Now, while I prefer my cakes of the cup- variety, with a huge mound of frosting that’s just developed a crust, I will take scones in a pinch, especially if they are provided daily. The ones we’ve had in the U.K. are not like their brittle, crumbly counterparts in the states. They’re closer to a sweetened buttermilk biscuit. Soft inside with browned edges, ready to be sliced in half and dolloped with … clotted cream?

Okay, the name is terrible. I’ve said it before: “clotted” should never be used to describe anything edible. But it’s basically halfway between butter and cream. And then you spoon some jam on top (or vice versa, depending on your preference) and you gobble it up with a warm cup of milky tea. Sure, it’s no cupcake, but you can have it EVERY SINGLE DAY. You can pop into any number of tea shops that dot the country and order cream tea, and they will bring you a seemingly inexhaustible supply of both tea and scones, served on adorable floral china alongside silver flatware. In American, there is no way this business plan would work – tea houses would be eaten into bankruptcy in a matter of weeks (I’m not being disparaging. We like our money’s worth, is all). But in the U.K., they’re everywhere, and sometime around 4 o’clock when you start feeling peckish, a tea shop will magically appear and all will be right in the world.

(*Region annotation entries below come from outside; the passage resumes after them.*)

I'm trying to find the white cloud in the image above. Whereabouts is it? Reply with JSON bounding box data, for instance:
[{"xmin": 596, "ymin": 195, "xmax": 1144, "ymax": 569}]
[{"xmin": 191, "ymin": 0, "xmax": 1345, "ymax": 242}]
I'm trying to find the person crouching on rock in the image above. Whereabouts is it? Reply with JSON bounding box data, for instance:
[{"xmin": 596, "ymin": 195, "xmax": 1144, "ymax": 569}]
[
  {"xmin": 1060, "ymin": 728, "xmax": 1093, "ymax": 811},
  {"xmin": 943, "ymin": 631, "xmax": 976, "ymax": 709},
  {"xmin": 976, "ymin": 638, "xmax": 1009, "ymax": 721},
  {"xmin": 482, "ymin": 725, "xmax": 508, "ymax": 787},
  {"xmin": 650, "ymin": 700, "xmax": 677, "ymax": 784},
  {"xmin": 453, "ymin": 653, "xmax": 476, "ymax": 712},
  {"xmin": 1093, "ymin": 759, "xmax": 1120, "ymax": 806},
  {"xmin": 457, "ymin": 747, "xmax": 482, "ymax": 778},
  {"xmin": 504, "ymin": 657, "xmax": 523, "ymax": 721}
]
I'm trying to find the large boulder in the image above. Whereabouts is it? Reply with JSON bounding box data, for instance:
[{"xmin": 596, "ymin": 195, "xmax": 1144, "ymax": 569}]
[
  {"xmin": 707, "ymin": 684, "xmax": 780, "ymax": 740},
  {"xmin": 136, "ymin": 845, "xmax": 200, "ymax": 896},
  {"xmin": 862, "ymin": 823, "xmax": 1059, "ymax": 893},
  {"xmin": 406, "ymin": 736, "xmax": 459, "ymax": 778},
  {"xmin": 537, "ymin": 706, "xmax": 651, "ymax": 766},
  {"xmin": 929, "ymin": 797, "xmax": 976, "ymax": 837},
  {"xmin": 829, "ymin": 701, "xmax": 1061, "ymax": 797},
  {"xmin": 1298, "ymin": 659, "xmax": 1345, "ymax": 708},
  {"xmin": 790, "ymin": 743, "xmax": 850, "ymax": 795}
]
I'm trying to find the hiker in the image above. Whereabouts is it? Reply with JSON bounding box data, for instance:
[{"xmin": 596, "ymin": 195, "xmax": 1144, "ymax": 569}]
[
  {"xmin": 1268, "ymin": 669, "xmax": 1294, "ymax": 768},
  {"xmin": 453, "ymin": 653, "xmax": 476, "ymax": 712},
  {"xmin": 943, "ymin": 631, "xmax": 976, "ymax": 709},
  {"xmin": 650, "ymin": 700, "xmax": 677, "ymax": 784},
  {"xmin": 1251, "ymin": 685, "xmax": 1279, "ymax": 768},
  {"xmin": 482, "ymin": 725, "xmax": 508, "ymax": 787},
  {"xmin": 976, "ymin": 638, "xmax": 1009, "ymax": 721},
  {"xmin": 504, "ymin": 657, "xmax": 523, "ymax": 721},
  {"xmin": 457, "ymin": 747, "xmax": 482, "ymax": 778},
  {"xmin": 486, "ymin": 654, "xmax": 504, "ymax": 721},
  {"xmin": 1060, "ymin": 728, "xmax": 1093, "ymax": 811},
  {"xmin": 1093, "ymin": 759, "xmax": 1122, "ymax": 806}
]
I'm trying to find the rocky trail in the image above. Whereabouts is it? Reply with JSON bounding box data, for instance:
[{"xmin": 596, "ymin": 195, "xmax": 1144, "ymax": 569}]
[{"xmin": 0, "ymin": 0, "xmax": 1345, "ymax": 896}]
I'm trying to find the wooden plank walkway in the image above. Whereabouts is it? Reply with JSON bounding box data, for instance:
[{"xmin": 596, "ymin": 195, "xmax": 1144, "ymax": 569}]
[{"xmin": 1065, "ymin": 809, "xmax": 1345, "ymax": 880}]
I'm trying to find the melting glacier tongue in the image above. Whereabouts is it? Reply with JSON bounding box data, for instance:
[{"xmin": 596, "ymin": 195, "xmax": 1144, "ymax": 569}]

This is what we gave up in order to have everyone on sitcoms talk like us, and not have our language peppered with superfluous “u”s when a simple “o” will suffice (“colour”? That’s just a waste of a vowel). It’s a harsh reminder: the price of freedom is high, but worth it (besides, have you ever had a cupcake in the U.K.? Awful.)

So happy Independence Day, my fellow Americans. We might not have four o’clock tea and cake, but we have a whole heaping of kick ass.

Oh, and cupcakes. Really, really good cupcakes.

Specifically, Boston Cream Pie Cupcakes. USA! USA!